A vintage Second World War landing craft brought from the UK is to be restored and preserved by an American museum.

The North Carolina Maritime Museum moved the rare Higgins boat - believed to be one of only about a dozen of its kind left - to its Watercraft Centre in Beaufort, where restoration work costing about £25,000 will begin on Thursday.

"There are only four left in the US, including this one, so it's a very unique boat," museum spokeswoman Michelle McConnell said. "We have the opportunity to restore one of these, which is restoring history."

Few of the wooden boats remained after the war, and some were significantly modified.
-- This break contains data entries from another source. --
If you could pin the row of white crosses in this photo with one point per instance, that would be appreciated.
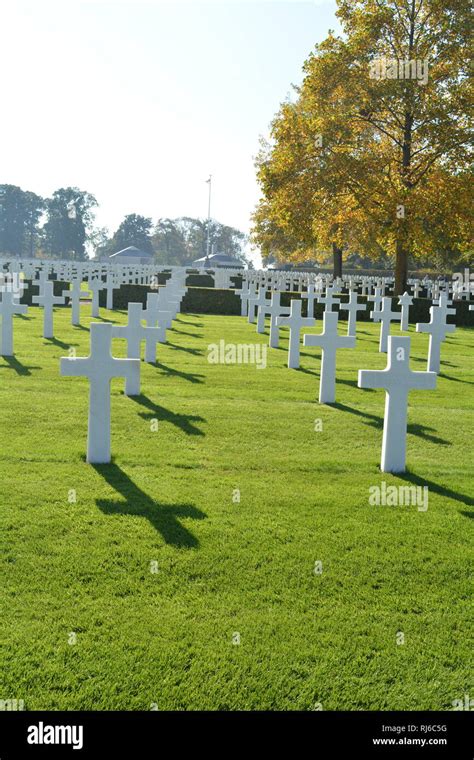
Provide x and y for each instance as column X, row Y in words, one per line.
column 100, row 367
column 397, row 379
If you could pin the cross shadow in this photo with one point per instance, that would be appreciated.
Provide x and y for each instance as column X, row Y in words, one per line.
column 183, row 421
column 183, row 332
column 455, row 379
column 194, row 351
column 438, row 489
column 60, row 343
column 188, row 322
column 192, row 377
column 165, row 518
column 376, row 421
column 308, row 371
column 13, row 363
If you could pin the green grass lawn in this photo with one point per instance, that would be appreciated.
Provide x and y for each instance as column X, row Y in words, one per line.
column 134, row 595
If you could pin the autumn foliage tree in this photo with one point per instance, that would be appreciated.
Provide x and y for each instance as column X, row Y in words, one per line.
column 374, row 154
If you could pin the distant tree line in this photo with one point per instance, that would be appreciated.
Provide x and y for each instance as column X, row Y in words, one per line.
column 63, row 227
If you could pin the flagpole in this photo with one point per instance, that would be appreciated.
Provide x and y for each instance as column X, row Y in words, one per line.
column 209, row 181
The Higgins boat travelled from England to Baltimore to Beaufort before it was transferred from the museum's expansion site at Gallants Channel.
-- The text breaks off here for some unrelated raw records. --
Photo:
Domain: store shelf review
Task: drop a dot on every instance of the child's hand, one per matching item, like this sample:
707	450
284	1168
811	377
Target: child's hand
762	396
Workers had to fabricate and weld a tongue and axle to move the 10-ton, 36ft boat a mile and a half through Beaufort, she said. The journey took 45 minutes.

The shallow-draft, barge-like boat could transfer troops directly from larger vessels to a beach, making amphibious assaults possible.

According to the National WWII Museum in New Orleans, Higgins boats were used in every major American amphibious operation in Europe and the Pacific, including D-Day in Normandy, and were deemed crucial to the success of those operations.

About 36,000 of the boats were manufactured during the war, but the museum believes its boat is among only a dozen still in existence.

"Chances are, given that it was in Europe, it was used by either British or American forces during the war, otherwise it wouldn't have been sent there," said Paul Fontenoy, the North Carolina museum's curator.

The boat will be restored as near as possible to its original condition. The first job is to deal with rust and rot. In about six to eight months, the vessel should be restored and returned to its owner, the First Division Museum in Wheaton, Illinois, where it will be on display.